Beyond tipping points: fire and the changing face of planet Earth

In honour of Greta Thunberg

The scale and rate of global warming have been underestimated. Paleoclimate evidence suggests that no event since 56 million years ago, the Paleocene-Eocene Thermal Maximum (PETM), has been as extreme as the atmospheric disruption since the industrial age about 1750 AD and in particular since the mid-20th century. Emission of greenhouse gases added to the atmosphere more than 48 percent the original concentration.

The current fire storms engulfing large parts of the continents, including Australia, constitute manifestations of droughts and global warming reaching higher than +1.5 degrees Celsius above pre-industrial temperatures on land and higher than +2.3 degrees Celsius in the polar regions, which control temperatures of large parts of the Earth.

The consequent migration of climate zones toward the poles renders temperate climate zones subject to increased droughts and extensive fires, as is the case in Australia, South Africa and southern Europe. The triggering of amplifying feedbacks of greenhouse gases renders drawdown of atmospheric CO2 essential.
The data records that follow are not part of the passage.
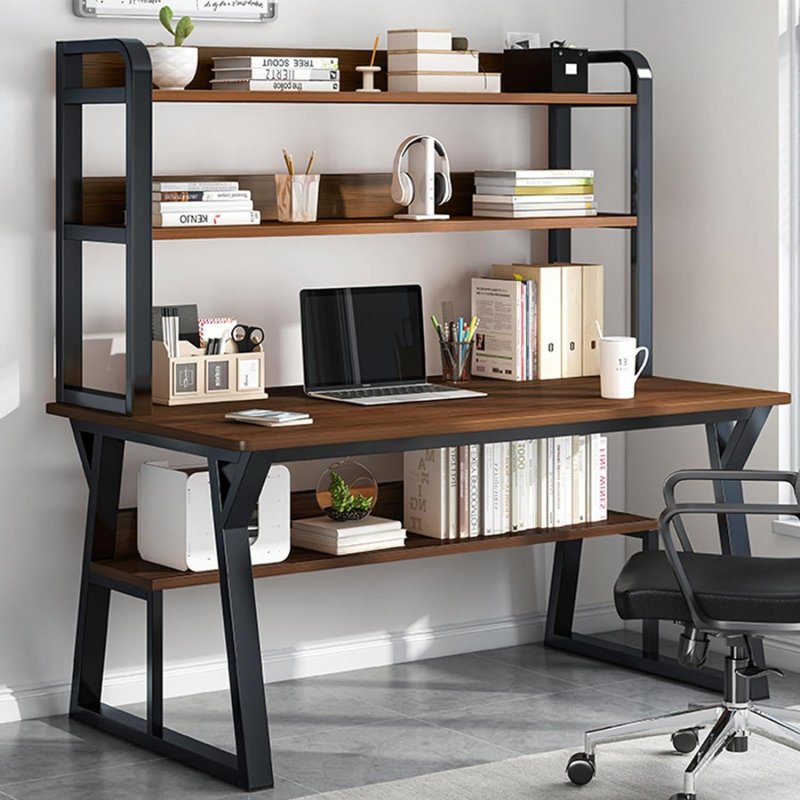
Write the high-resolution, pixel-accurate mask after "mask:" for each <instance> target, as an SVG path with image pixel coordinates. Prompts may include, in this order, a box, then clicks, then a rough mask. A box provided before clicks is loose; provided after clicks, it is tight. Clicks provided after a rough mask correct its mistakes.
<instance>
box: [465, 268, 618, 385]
mask: <svg viewBox="0 0 800 800" xmlns="http://www.w3.org/2000/svg"><path fill="white" fill-rule="evenodd" d="M472 314H473V315H474V316H476V317H477V318H478V319H480V331H479V333H478V334H477V335H476V337H475V352H474V355H473V361H472V374H473V375H475V376H478V377H482V378H499V379H501V380H507V381H527V380H549V379H552V378H577V377H580V376H586V375H599V374H600V350H599V342H598V333H597V324H599V325H600V327H601V328H602V325H603V266H602V264H561V263H554V264H494V265H492V272H491V277H488V278H473V279H472ZM596 323H597V324H596Z"/></svg>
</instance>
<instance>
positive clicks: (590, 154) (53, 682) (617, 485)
mask: <svg viewBox="0 0 800 800" xmlns="http://www.w3.org/2000/svg"><path fill="white" fill-rule="evenodd" d="M70 5H71V4H70V3H68V2H67V1H66V0H64V2H62V3H59V4H54V3H52V2H50V0H30V2H28V3H25V4H24V7H23V5H19V6H17V7H15V8H14V9H8V10H6V13H5V15H4V22H5V28H4V35H3V54H4V55H3V70H2V77H0V108H2V109H3V114H2V116H1V117H0V126H2V127H1V129H2V148H0V152H1V153H2V155H0V158H2V174H3V179H4V182H5V186H6V190H5V191H4V192H3V196H2V199H1V200H0V204H1V206H0V207H1V208H2V213H0V220H2V222H0V252H2V253H3V258H2V261H1V262H0V263H1V264H2V266H1V267H0V269H2V274H3V287H4V291H3V292H2V294H0V313H2V318H3V319H4V320H5V325H6V330H7V336H6V339H7V341H8V342H9V345H8V346H6V347H5V348H3V350H2V353H0V375H1V376H2V380H1V381H0V441H1V442H2V452H3V454H4V456H5V459H4V466H3V474H2V478H3V479H2V482H0V503H1V504H2V508H3V509H4V524H3V528H2V537H3V545H4V547H3V552H4V556H5V557H4V558H3V559H2V561H0V582H2V586H3V593H4V602H3V603H2V606H0V632H2V641H3V647H2V648H0V719H8V718H11V717H13V716H14V715H15V714H17V713H19V712H20V711H21V712H22V713H23V714H27V715H35V714H41V713H47V712H50V711H54V710H63V709H64V708H65V701H66V686H67V683H68V680H69V674H70V669H71V651H72V640H73V633H74V625H75V611H76V605H77V591H78V580H79V564H80V555H81V542H82V538H83V530H82V527H83V516H84V513H85V500H86V489H85V485H84V481H83V478H82V475H81V472H80V470H79V467H78V460H77V456H76V453H75V449H74V446H73V443H72V440H71V436H70V432H69V428H68V426H67V424H66V423H65V421H64V420H61V419H54V418H50V417H47V416H46V415H45V414H44V404H45V402H47V401H48V400H51V399H52V398H53V335H54V332H53V299H54V281H53V276H54V242H53V209H54V204H53V185H54V171H55V165H54V155H53V153H54V133H53V124H54V57H53V52H54V47H53V43H54V41H55V40H57V39H70V38H94V37H104V36H133V37H139V38H142V39H143V40H145V41H148V42H152V41H157V40H158V39H159V38H160V35H159V28H158V26H157V23H156V22H137V21H119V20H110V21H99V22H98V21H87V20H79V19H77V18H75V17H73V16H72V13H71V11H70V10H69V9H70ZM346 7H347V13H343V12H342V10H341V9H342V4H333V3H327V2H323V0H313V1H312V0H308V1H307V2H299V1H296V0H292V1H291V2H289V1H288V0H287V2H284V3H282V4H281V11H280V19H279V21H278V22H277V23H276V24H274V25H260V26H255V25H245V24H216V25H214V24H210V23H206V24H199V25H198V30H197V33H196V34H195V36H194V37H193V43H194V44H212V43H213V44H229V45H251V46H258V45H263V46H275V45H286V46H295V47H296V46H303V45H306V46H307V45H317V46H328V45H329V46H331V47H366V46H368V45H369V43H371V41H372V38H373V36H374V34H375V32H376V31H385V30H386V28H388V27H398V26H409V25H419V26H452V28H453V29H454V31H456V32H458V33H461V34H466V35H468V36H469V37H470V41H471V44H472V45H473V46H475V47H477V48H483V49H485V50H490V49H492V50H498V49H500V48H501V47H502V38H503V34H504V31H506V30H534V31H540V32H541V33H542V38H543V40H544V41H549V40H550V39H551V38H554V37H559V38H563V37H567V38H569V39H570V40H573V41H576V42H580V43H583V44H586V45H588V46H591V47H593V48H614V47H619V46H621V45H622V43H623V34H624V5H623V3H622V0H608V1H606V0H591V2H589V0H583V1H582V2H572V1H571V0H570V1H569V2H564V0H561V2H555V0H552V1H546V0H538V1H536V2H531V0H507V2H503V3H491V4H487V3H485V2H478V0H446V1H444V0H440V2H437V3H435V4H434V3H430V2H422V1H421V0H411V1H410V2H405V3H403V4H402V5H401V4H383V3H381V4H376V3H374V2H368V1H367V0H358V2H354V1H352V0H350V1H349V2H348V3H347V4H346ZM617 77H618V75H614V74H610V73H609V74H606V73H604V75H603V81H609V82H610V83H609V84H608V85H610V86H615V85H617V86H618V85H619V84H615V81H616V79H617ZM603 85H604V84H603V83H601V82H597V83H595V87H596V88H601V87H602V86H603ZM544 115H545V112H544V111H543V110H542V109H536V110H531V109H514V108H502V109H488V108H458V107H442V108H435V107H421V108H419V109H415V108H409V107H398V108H392V107H388V108H381V109H370V108H340V107H333V106H331V107H325V106H315V107H309V108H302V107H291V106H286V107H281V106H264V107H260V106H257V105H253V106H241V107H235V106H225V107H222V106H220V107H212V106H202V107H200V106H197V107H192V106H178V105H175V106H169V107H161V106H159V107H158V108H157V109H156V113H155V125H156V139H155V142H156V144H155V164H154V168H155V171H156V172H164V173H183V172H185V173H191V172H208V171H218V172H224V171H226V170H231V171H242V172H247V171H251V172H271V171H274V170H276V169H278V168H279V167H280V148H281V147H287V148H289V149H290V150H292V151H293V152H294V153H295V154H296V157H301V158H302V157H303V156H302V154H303V153H306V152H308V151H310V150H311V148H314V147H315V148H317V151H318V161H317V164H318V167H319V169H320V170H321V171H322V172H325V171H329V172H331V171H344V172H346V171H374V170H381V171H388V169H389V166H390V164H391V157H392V155H393V152H394V148H395V146H396V144H397V143H398V142H399V141H400V140H401V139H402V138H403V137H404V136H406V135H407V134H408V133H410V132H413V131H418V130H419V131H423V130H424V131H429V132H431V133H433V134H435V135H436V136H438V137H439V138H440V139H442V140H443V141H444V142H445V144H446V146H447V147H448V149H449V152H450V156H451V161H452V163H453V168H454V169H456V170H464V169H474V168H478V167H491V166H497V167H506V166H510V165H512V164H527V163H529V162H530V163H533V164H536V165H541V166H543V165H545V164H546V161H545V159H546V128H545V116H544ZM575 116H576V123H575V127H576V148H575V152H576V166H577V165H581V164H586V165H589V166H593V167H594V168H595V169H596V170H597V172H598V184H599V186H598V194H599V195H600V200H601V201H602V202H603V203H604V204H605V206H606V207H609V208H612V209H620V208H623V206H624V199H625V187H624V176H625V174H626V170H625V166H624V163H625V162H624V158H625V145H624V142H625V136H624V130H625V128H624V112H619V111H597V112H591V111H580V112H576V115H575ZM86 117H87V123H86V130H87V142H86V147H85V152H86V171H87V173H88V174H100V175H102V174H120V173H121V171H122V154H123V150H122V145H121V136H120V134H121V124H122V118H121V114H120V112H119V111H118V110H112V109H90V110H89V111H88V112H87V115H86ZM545 241H546V240H545V238H544V234H536V235H534V236H531V235H529V234H526V233H519V232H508V233H473V234H457V235H429V234H428V235H420V236H418V237H413V236H380V237H374V238H373V237H362V238H359V237H332V238H330V239H326V238H319V239H297V240H291V239H287V240H281V239H277V240H264V241H255V240H242V241H224V242H223V241H208V242H186V243H178V242H162V243H156V245H155V248H154V261H155V266H154V276H155V297H154V299H155V302H157V303H162V302H169V303H179V302H197V303H198V305H199V307H200V311H201V313H204V314H223V313H231V314H234V315H236V316H237V317H238V318H239V319H245V320H248V321H250V322H257V323H260V324H262V325H264V327H265V328H266V330H267V333H268V337H269V338H268V345H269V346H268V355H267V363H268V380H269V382H270V383H282V384H288V383H297V382H298V381H299V379H300V376H301V374H300V362H299V352H300V351H299V348H300V343H299V334H298V315H297V291H298V289H300V288H301V287H303V286H313V285H317V286H319V285H326V284H327V285H332V284H367V283H376V282H391V281H408V282H414V281H419V282H420V283H422V284H423V287H424V290H425V299H426V303H427V305H428V306H429V308H430V309H435V308H438V307H439V304H440V302H441V301H442V299H452V300H454V301H455V302H456V304H457V307H460V308H462V309H465V310H466V308H467V304H468V277H469V276H470V275H475V274H479V273H481V272H482V271H484V270H485V269H486V268H487V266H488V265H489V264H491V263H492V262H493V261H503V260H508V259H517V260H519V259H524V258H526V257H528V256H529V255H530V254H531V251H533V253H534V255H539V256H541V255H543V254H544V248H545ZM86 253H87V257H86V276H87V278H86V283H87V288H86V309H87V319H86V331H87V333H90V334H107V333H110V332H114V331H118V330H119V329H120V328H121V318H122V315H121V311H122V306H121V302H122V301H121V277H122V260H121V252H120V250H118V249H117V248H115V247H113V246H108V245H89V246H87V248H86ZM575 256H576V258H584V259H593V260H601V261H603V262H604V263H606V264H607V265H608V273H609V282H608V287H607V292H608V300H607V302H608V306H609V309H610V319H612V320H614V319H617V320H619V322H618V324H620V325H621V324H622V322H621V319H622V309H623V308H624V301H623V299H622V291H623V288H624V270H623V263H624V234H620V233H613V232H612V233H607V232H587V233H578V234H576V246H575ZM12 341H13V344H10V342H12ZM433 356H434V353H433V352H431V353H429V357H430V366H431V367H434V365H435V360H433ZM109 364H110V365H109ZM94 366H95V368H97V369H101V370H106V369H108V370H109V377H108V380H111V381H113V376H114V369H115V367H114V365H113V362H105V361H104V362H103V363H102V364H95V365H94ZM618 449H621V448H618ZM148 455H152V451H147V450H145V449H144V448H137V447H132V448H130V451H129V458H128V463H127V467H126V475H125V488H124V492H123V505H130V504H132V503H133V501H134V497H135V473H136V465H137V464H138V463H139V462H140V461H141V460H142V459H143V458H145V457H146V456H148ZM620 458H621V452H620ZM620 458H618V459H617V472H618V473H619V480H618V481H617V487H616V491H617V493H618V494H620V493H621V484H622V480H621V477H622V474H621V463H622V462H621V460H620ZM373 463H376V469H377V471H378V472H379V473H380V474H381V475H382V476H383V477H387V478H391V477H397V476H398V466H397V457H391V458H386V459H383V460H378V461H377V462H373ZM316 470H317V468H316V467H315V468H314V469H313V470H308V469H306V470H305V472H303V471H301V470H299V471H297V472H296V476H299V483H305V484H306V485H307V484H308V482H309V481H310V480H312V479H313V478H315V476H316ZM618 499H619V500H620V501H621V494H620V497H619V498H618ZM587 549H588V551H589V553H588V558H589V559H590V560H591V562H592V567H593V570H592V571H591V579H590V580H588V581H587V586H586V589H587V591H586V594H585V596H584V608H585V609H586V610H585V611H584V613H583V618H584V624H585V625H587V626H588V627H590V628H591V627H593V628H595V629H597V628H602V627H604V626H605V627H608V626H609V625H611V624H612V620H611V617H609V616H608V614H607V613H606V612H607V610H608V603H609V601H610V585H611V581H612V578H613V575H614V573H615V572H616V570H617V568H618V566H619V563H620V558H621V555H622V551H621V545H619V544H613V543H610V542H609V543H607V544H606V546H603V543H599V544H598V543H596V542H593V543H590V546H588V547H587ZM545 566H546V558H545V553H544V549H543V548H539V551H538V552H537V553H535V552H534V550H533V549H526V550H522V551H515V552H490V553H484V554H480V555H470V556H458V557H451V558H447V559H432V560H426V561H424V562H417V563H405V564H393V565H386V566H376V567H372V568H369V569H364V568H358V569H351V570H349V571H347V572H338V571H334V572H329V573H324V574H317V575H305V576H295V577H288V578H278V579H274V580H270V581H261V582H259V583H258V602H259V613H260V621H261V631H262V643H263V647H264V649H265V663H266V665H267V674H268V677H271V678H273V679H274V678H277V677H289V676H292V675H299V674H306V673H309V672H314V671H325V670H331V669H343V668H352V667H355V666H360V665H362V664H367V663H377V662H384V661H388V660H392V659H394V660H402V659H406V658H415V657H419V656H424V655H430V654H435V653H445V652H457V651H461V650H469V649H476V648H479V647H485V646H492V645H502V644H508V643H512V642H514V641H517V640H519V639H526V638H527V639H530V638H534V637H536V636H538V635H540V634H541V619H542V612H543V610H544V605H543V599H544V597H545V589H546V585H545ZM112 625H113V627H112V635H111V637H110V653H109V659H108V670H109V674H110V676H111V678H112V680H111V691H110V692H109V695H108V696H109V697H110V699H112V700H115V699H116V700H120V699H133V694H132V692H133V689H136V690H137V691H138V690H139V689H140V688H141V687H142V685H143V684H142V681H141V669H142V666H143V653H144V625H143V613H142V608H141V607H140V606H139V605H138V604H137V603H136V602H135V601H132V600H129V599H125V598H122V599H119V600H118V599H115V601H114V604H113V610H112ZM166 626H167V646H166V656H167V661H168V668H169V670H171V672H170V675H171V676H172V678H171V679H170V680H171V681H172V682H171V683H170V680H168V691H169V690H171V691H193V690H203V689H208V688H219V687H222V686H224V685H225V682H226V678H225V671H224V668H223V666H222V661H221V659H222V653H223V649H222V636H221V621H220V615H219V610H218V595H217V591H216V589H215V587H208V588H198V589H192V590H186V591H183V592H175V593H171V594H168V595H167V601H166Z"/></svg>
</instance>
Dr Andrew Glikson, an Earth and paleo-climate scientist, graduated at the University of Western Australia. He has conducted geological surveys of the oldest geological formations in Australia, South Africa, India and Canada, studied large asteroid impacts, including effects on the atmosphere and the oceans, the effects of fire on human evolution and the mass extinction of species.

Professor Stephen Eggins, Director of Research School of Earth Sciences, will deliver introduction.